– Proof of Concept - Atomic Edge

Atomic Edge analysis of CVE-2026-4373:
This vulnerability is an unauthenticated arbitrary file read in the JetFormBuilder WordPress plugin. The flaw resides in the Media Field preset functionality, allowing attackers to exfiltrate arbitrary local files as email attachments. The CVSS score of 7.5 reflects a high-severity confidentiality impact.

Atomic Edge research identifies the root cause as a combination of two insecure code paths. The `Uploaded_File::set_from_array` method in `jetformbuilder/includes/classes/resources/uploaded-file.php` directly accepted a user-supplied `file` path from a JSON payload without validation. The `File_Tools::is_same_file` method in `jetformbuilder/includes/classes/resources/file-tools.php` performed an insufficient check, comparing only file basenames.

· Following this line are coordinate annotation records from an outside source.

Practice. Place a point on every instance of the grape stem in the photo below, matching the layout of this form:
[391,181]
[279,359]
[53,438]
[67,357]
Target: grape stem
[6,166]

This allowed path traversal payloads to bypass the intended same-file verification.

Exploitation requires a form configured with a Media Field and a Send Email action that attaches files. An attacker submits a crafted form request containing a preset JSON payload. This payload includes a `file` parameter with a path traversal sequence pointing to a sensitive local file, such as `/etc/passwd` or `wp-config.php`. When the form processes the request, the plugin attaches the specified file to an outgoing email, enabling exfiltration.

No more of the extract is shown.